Hawaii High Court Rules That Party Host Can Be Held Liable
The Hawaii Supreme Court ruled that a party host can be held liable for serving alcohol to a minor who dies from alcohol poisoning, the Honolulu Star-Advertiser reported Wednesday.
The unanimous ruling revives a lawsuit by the family of a 15-year-old girl who died after attending a 2009 party at a then-25-year-old man’s Hawaii Kai home.
The suit claimed Michael Clark served and encouraged Makamae Ah Mook Sang to drink large amounts of hard liquor. According to the lawsuit, Clark didn’t help the teen when she passed out and instead helped load her body in a friend’s car.

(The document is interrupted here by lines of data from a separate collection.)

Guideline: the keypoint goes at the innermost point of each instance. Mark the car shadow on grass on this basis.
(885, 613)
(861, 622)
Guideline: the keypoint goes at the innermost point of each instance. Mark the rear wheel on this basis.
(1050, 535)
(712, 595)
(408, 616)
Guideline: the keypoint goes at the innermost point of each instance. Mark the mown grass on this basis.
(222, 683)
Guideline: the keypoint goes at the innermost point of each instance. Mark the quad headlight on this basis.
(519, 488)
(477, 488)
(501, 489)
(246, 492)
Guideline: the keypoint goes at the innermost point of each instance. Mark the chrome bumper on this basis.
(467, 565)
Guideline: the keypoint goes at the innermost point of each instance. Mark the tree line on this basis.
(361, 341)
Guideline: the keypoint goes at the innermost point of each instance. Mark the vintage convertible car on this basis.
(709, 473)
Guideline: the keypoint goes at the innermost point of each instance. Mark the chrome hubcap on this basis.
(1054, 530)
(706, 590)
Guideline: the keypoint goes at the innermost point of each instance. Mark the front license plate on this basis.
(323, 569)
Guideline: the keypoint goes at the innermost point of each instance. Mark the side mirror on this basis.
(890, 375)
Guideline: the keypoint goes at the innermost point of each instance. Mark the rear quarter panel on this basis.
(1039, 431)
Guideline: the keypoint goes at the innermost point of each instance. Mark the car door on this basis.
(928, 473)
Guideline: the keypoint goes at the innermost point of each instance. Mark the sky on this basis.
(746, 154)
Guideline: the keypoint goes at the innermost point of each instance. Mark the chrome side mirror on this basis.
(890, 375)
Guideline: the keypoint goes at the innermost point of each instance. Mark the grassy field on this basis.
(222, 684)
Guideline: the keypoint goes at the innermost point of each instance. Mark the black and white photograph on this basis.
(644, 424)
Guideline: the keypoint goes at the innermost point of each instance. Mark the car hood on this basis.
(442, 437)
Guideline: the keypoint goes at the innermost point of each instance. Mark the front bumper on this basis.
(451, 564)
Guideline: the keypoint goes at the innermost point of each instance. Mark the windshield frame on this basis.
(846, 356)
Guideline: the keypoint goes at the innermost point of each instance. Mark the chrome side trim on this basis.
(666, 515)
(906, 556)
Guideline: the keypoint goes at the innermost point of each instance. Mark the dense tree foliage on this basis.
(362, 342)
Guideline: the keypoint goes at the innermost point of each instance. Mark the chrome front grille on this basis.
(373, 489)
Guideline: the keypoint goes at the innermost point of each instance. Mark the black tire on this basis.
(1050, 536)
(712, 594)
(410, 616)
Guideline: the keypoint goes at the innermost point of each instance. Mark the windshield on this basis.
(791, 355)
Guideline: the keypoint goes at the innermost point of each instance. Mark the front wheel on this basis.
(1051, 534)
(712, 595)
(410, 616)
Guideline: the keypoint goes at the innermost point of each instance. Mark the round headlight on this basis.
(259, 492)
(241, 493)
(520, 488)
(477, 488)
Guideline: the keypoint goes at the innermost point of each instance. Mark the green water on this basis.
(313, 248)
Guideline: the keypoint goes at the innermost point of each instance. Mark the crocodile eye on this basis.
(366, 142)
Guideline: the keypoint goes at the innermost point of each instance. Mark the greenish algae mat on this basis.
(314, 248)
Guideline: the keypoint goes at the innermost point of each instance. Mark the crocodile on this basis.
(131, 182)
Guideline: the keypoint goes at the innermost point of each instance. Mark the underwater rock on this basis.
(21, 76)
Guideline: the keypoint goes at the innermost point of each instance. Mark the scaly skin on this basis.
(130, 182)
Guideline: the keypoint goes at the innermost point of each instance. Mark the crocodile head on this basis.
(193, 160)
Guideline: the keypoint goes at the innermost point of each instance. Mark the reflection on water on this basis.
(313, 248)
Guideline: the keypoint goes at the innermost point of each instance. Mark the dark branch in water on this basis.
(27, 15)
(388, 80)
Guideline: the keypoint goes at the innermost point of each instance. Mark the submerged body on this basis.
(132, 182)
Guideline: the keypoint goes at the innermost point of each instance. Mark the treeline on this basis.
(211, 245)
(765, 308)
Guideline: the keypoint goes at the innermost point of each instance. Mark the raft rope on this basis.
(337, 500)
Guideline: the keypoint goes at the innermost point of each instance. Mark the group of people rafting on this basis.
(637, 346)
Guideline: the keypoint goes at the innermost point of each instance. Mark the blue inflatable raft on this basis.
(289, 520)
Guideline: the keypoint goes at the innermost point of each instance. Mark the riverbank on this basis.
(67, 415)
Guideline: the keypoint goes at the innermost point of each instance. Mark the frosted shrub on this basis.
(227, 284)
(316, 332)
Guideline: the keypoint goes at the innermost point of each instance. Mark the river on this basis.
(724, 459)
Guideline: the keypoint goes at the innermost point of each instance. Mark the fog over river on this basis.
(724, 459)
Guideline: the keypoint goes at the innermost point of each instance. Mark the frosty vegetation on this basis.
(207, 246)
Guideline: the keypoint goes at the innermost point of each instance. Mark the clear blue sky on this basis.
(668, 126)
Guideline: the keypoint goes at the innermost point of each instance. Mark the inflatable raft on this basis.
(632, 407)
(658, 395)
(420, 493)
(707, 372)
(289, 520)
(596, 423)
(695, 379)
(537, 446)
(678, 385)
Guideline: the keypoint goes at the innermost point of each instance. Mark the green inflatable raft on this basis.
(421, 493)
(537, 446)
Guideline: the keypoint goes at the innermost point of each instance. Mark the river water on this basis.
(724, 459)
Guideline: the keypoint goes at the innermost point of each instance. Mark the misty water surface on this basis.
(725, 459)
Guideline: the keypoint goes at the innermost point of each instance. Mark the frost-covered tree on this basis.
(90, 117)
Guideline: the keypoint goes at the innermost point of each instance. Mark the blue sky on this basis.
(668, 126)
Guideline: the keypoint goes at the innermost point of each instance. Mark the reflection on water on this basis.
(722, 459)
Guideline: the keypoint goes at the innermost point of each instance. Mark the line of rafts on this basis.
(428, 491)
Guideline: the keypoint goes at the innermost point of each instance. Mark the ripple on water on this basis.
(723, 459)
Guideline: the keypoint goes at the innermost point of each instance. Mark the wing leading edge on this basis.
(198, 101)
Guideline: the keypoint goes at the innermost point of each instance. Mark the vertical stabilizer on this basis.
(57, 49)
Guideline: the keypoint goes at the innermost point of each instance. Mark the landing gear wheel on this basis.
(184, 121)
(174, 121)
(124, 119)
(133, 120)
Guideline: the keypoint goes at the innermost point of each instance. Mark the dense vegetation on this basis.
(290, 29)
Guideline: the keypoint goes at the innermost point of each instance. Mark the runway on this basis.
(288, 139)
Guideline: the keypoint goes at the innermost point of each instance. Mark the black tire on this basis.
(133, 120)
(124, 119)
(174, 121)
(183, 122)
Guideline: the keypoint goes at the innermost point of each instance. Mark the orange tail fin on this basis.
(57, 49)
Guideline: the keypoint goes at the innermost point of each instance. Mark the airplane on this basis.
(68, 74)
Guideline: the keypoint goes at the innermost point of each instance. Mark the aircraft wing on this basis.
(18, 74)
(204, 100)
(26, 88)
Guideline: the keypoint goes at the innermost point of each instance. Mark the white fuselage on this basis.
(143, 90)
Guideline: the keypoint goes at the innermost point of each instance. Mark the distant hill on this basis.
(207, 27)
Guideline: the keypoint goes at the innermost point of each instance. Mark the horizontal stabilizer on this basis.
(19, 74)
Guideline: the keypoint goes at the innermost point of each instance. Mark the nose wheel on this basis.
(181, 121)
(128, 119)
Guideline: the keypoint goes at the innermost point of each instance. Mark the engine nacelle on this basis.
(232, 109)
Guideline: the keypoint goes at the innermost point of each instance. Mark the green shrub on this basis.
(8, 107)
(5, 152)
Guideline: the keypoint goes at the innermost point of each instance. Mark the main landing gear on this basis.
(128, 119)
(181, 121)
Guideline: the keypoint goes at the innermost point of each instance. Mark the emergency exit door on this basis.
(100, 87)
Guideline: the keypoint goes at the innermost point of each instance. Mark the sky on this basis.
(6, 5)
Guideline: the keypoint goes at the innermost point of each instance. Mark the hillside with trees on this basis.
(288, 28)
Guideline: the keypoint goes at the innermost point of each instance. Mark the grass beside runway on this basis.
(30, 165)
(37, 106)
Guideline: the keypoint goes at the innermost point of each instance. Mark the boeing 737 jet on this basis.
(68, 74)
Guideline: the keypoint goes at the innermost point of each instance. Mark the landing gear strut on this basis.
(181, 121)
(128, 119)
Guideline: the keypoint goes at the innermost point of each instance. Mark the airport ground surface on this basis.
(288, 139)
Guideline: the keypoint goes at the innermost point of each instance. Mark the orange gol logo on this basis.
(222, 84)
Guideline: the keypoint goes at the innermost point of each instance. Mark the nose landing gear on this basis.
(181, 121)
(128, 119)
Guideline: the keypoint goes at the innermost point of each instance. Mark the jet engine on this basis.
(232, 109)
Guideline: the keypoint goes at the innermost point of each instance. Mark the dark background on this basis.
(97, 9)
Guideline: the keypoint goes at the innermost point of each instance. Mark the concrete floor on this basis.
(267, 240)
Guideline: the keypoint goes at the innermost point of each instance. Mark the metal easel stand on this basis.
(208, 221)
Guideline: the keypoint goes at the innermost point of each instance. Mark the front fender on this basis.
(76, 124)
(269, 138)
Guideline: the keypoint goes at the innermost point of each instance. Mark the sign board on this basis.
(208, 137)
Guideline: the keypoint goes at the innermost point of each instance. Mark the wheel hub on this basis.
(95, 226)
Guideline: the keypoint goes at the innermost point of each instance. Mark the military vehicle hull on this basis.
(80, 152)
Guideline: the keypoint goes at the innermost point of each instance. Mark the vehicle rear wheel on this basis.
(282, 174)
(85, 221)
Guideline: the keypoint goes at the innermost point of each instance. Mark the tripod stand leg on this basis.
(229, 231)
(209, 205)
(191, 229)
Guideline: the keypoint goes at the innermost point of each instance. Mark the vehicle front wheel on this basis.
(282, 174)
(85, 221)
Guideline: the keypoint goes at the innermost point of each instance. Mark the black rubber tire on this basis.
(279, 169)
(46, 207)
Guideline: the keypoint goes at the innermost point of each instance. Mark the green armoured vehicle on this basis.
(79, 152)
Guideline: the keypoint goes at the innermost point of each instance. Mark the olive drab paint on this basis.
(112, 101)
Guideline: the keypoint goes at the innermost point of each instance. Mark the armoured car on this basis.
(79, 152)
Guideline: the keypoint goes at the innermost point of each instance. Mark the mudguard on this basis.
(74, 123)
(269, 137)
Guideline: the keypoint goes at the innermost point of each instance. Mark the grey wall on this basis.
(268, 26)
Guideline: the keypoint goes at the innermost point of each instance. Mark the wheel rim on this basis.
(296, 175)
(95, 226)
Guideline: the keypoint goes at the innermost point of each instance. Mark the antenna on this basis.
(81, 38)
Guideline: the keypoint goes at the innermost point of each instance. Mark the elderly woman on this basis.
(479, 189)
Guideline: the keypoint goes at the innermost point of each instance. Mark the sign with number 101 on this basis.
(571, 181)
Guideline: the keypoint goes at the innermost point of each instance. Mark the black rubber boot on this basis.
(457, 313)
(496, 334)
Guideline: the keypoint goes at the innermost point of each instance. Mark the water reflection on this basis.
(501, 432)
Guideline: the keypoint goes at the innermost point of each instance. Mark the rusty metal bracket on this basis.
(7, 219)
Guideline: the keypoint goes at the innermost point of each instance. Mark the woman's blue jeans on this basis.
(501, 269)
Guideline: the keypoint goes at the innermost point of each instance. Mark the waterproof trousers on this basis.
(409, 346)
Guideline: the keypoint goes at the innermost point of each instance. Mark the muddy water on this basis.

She was pronounced dead at a hospital. Her blood alcohol content level was five times the limit for drunken driving.
Tuesday’s ruling says Clark can be held liable under the theory that he owed a “duty of care.”
“It has far-reaching ramifications beyond the facts of this case,” said Jonathan Ortiz, Clark’s attorney. He declined to elaborate, saying he still had to “digest” the ruling.
The lawyer for the family of the girl couldn’t be reached for comment.
A Circuit Court judge had dismissed the lawsuit because it didn’t have a basis in the law to proceed.
A state law allows people injured by a drunken person under 21 to sue to the host who served the minor drinks, but the law prohibits the minor from suing the host over the minor’s injuries.
Clark was sentenced in 2010 to a year in jail for providing alcohol to the teen and four other teenage girls at the party. He was ordered to pay nearly $12,000 in fines and restitution and perform 200 hours of community service.